Le mie preoccupazioni hanno a che fare con la tendenza allarmante degli stati-nazione a criminalizzare il passato e, in particolare, con una pessima proposta ora sotto esame da parte dell’Unione Europea, per costringere gli stati membri dell’Unione a rafforzare particolari interpretazioni della storia sotto le vesti di “combattere il razzismo e la xenofobia”. Questa proposta viene (sorpresa, sorpresa!) dal governo tedesco, il cui Ministro della Giustizia vuole, a quanto pare, realizzare una situazione in cui “scusare, negare o banalizzare pubblicamente in modo grave i reati di genocidio, di crimini contro l’umanità e di crimini di guerra” verrebbe punito, in tutta l’Unione, con una pena da uno a tre anni di carcere.
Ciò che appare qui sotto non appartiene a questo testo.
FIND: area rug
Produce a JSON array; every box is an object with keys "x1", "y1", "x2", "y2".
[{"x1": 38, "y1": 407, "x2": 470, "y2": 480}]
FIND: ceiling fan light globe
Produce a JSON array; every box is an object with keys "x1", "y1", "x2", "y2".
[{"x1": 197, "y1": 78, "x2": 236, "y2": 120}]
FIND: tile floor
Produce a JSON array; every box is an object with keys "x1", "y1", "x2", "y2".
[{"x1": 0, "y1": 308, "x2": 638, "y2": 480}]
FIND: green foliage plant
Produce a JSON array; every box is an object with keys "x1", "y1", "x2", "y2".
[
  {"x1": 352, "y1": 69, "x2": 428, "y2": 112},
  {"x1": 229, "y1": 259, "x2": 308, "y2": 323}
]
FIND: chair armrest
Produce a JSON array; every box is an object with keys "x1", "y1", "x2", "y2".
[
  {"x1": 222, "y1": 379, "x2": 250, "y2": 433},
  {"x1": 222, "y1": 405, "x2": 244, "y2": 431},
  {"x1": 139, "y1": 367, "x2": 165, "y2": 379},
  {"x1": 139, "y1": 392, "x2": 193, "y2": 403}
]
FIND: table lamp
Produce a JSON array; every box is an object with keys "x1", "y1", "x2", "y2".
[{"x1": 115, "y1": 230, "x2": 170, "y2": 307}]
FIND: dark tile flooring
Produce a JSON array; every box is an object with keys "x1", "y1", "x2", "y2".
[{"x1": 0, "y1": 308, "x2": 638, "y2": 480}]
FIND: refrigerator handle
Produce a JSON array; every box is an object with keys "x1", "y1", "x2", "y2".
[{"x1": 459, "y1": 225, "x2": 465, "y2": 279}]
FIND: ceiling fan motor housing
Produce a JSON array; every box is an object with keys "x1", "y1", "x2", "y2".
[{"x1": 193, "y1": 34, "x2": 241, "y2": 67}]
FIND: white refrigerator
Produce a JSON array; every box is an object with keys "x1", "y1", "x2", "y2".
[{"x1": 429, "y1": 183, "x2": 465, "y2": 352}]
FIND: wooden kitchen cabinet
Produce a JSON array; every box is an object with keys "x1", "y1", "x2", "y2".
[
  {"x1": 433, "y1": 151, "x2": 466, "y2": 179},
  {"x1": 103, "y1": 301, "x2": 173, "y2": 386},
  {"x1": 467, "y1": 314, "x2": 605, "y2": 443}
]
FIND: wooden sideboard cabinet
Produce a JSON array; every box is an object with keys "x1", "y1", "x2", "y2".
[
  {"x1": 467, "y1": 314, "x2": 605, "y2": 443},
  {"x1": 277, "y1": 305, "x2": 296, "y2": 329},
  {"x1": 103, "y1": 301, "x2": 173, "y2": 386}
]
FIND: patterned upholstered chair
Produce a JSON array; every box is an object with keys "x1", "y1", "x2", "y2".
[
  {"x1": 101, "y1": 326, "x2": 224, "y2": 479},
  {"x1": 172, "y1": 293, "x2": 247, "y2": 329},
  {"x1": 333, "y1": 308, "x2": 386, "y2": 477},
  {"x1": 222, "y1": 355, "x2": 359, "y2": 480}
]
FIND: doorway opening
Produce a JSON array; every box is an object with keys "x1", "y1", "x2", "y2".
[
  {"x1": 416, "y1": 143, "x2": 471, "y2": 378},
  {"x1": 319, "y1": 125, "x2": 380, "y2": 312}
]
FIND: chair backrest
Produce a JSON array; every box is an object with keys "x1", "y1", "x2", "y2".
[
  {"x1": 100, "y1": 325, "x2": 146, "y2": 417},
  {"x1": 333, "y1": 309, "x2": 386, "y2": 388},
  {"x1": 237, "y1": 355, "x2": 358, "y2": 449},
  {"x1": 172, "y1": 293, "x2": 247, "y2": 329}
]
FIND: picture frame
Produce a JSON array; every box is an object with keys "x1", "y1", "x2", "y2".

Domandatevi in che modo una legge così folle potrebbe essere rafforzata, e con quali risultati. Domandatevi chi deciderà se un particolare avvenimento storico equivale a un “genocidio”. Domandatevi con quale grottesco criterio la banalizzazione di, diciamo, un crimine di guerra equivale a una “grave” banalizzazione. Ma, mentre iniziate a rispondere a queste domande, tenete presente quanto segue. In Turchia, attualmente, è reato penale dire che il trattamento degli armeni da parte dei turchi ottomani 90 anni fa, o giù di lì, equivale a un genocidio. In Svizzera però è reato penale dire l’esatto contrario. In Francia, nel 1995, il rinomato storico ebreo del mondo orientale e dell’Islam Bernard Lewis (nato a Stoke Newington, e ora professore all’Università di Princeton) è stato in effetti condannato per aver scritto un articolo (su Le Monde) in cui sosteneva che, sebbene gli armeni fossero stati brutalmente repressi, questo trattamento non equivaleva a un genocidio perché i massacri che ebbero luogo non furono né controllati né ispirati dal governo.

Come il rinomato storico inglese Timothy Garton Ash (professore a Oxford) ci ricorda sul Guardian (del 16 Ottobre), secondo una legge francese promulgata nel 2001, lo schiavismo è stato designato quale crimine contro l’umanità. Se, mentre mi trovo in Francia in vacanza, vengo sentito casualmente dire che lo schiavismo non fu in realtà un crimine contro l’umanità, rischio di essere trascinato in tribunale? E se scappo in Inghilterra i ragazzi in divisa blu mi arresteranno qui grazie a un Mandato d’Arresto Europeo ispirato dalla Francia? O supponiamo che dichiari che l’uccisione dei palestinesi a Deir Yassin nel 1948 non fu un crimine di guerra. Se le proposte dell’Unione Europea fossero attuate, rischierei la galera solo perché ho esercitato il mio giudizio professionale in un modo che ha offeso qualche propagandista arabo?

Il compito dello storico è di indagare, verificare, sfidare e, se necessario, correggere, la memoria collettiva della società. In questa funzione, lo stato non deve avere alcun ruolo, proprio nessuno. Certamente non in Inghilterra, che si compiace di presentare sé stessa come un bastione di libertà accademica.